GW: They are risking their lives like anyone else in the military so they should be able to serve openly like any other person and have access to whatever medical services they need.
WCT: Will you join the LGBT Equality Caucus? What other caucuses are you looking to join?
GW: Yes. I am still looking into the other caucuses that I would want to join.
WCT: Do you support strengthening the ACA with our current system in place or moving to a publicly funded system ( Medicare for All ) that eliminates private insurance companies?
GW: Our healthcare system is twice as expensive and much worse than Canada and much of Europe so all we have to do is copy one of their systems. I want universal coverage that is single-payer but I am open to some compromise so our system can improve and be available to everyone.
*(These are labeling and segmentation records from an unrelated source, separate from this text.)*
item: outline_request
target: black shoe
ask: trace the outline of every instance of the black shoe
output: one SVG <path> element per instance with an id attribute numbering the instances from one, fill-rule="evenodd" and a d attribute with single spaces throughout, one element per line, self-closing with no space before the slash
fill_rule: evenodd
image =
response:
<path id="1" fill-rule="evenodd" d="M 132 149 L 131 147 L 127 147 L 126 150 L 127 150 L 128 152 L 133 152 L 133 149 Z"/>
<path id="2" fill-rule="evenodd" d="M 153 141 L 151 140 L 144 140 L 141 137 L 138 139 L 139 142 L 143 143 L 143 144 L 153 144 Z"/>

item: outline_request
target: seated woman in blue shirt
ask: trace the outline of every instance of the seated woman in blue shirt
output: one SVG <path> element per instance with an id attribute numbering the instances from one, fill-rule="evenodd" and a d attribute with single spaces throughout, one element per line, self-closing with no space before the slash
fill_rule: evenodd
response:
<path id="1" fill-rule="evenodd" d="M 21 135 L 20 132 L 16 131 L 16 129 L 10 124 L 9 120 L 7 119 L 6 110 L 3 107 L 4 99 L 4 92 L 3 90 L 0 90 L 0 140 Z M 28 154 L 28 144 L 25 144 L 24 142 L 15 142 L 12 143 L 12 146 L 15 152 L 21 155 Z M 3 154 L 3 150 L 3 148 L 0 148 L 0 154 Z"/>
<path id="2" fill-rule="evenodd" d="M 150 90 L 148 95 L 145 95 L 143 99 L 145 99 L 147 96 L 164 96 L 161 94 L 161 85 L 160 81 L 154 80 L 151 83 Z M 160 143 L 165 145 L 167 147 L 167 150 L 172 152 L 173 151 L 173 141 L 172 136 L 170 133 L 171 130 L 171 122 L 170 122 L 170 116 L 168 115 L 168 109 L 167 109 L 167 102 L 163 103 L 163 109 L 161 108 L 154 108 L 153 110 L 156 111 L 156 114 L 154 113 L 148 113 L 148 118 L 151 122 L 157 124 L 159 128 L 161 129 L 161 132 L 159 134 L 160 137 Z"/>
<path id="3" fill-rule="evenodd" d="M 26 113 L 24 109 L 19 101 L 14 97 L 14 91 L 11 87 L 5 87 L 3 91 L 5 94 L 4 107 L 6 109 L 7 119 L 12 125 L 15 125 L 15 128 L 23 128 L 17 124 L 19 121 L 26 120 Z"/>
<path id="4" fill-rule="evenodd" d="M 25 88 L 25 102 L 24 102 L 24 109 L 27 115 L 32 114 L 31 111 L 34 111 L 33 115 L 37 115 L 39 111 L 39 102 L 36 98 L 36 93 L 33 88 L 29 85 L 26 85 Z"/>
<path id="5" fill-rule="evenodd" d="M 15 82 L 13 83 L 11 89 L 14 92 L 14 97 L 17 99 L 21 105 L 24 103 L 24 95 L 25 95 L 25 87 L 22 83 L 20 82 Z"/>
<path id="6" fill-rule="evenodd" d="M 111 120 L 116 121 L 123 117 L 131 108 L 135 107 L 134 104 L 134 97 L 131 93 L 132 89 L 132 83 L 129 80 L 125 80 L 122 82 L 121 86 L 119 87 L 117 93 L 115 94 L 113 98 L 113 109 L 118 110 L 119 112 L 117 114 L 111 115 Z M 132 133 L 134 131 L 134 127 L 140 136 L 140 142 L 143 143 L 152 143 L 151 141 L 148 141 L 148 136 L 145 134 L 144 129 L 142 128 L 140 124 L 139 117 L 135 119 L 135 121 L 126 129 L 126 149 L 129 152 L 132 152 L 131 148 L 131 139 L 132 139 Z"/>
WCT: As the son of immigrants, what is your position on immigration, and DACA and the Dreamers, more specifically?
GW: My parents emigrated from Europe and our economy needs immigrants to survive and thrive. We need a structured system which we do not currently have. As for the undocumented immigrants already here, they should be able to stay with proper documentation that goes beyond the DACA eligible population.
WCT: Where do you stand on the ERA and women's reproductive choice? What about the #MeToo and #TimesUp movements?
GW: I am all for the ERA. Personally, I am against abortion but I do not think the government needs to get involved with a woman's right to choose. I also think having access to government provided contraception is important because that is the best way to avoid unwanted pregnancies.
Anyone who has sexually harassed or assaulted people should be fired from their jobs. It is good this is coming to light. What is happening now with the #MeToo and #TimesUp movements is going to bring that awareness to more people. I am sure it has already changed the climate in a lot of workplaces for the better. Now we have to deal with what happened in the past.
WCT: Are there any elected officials that speak to you due to the way they do their jobs?
GW: I like Sens. Bernie Sanders and Elizabeth Warren because they bring things to light that many people do not know about and they stand up for what they believe in.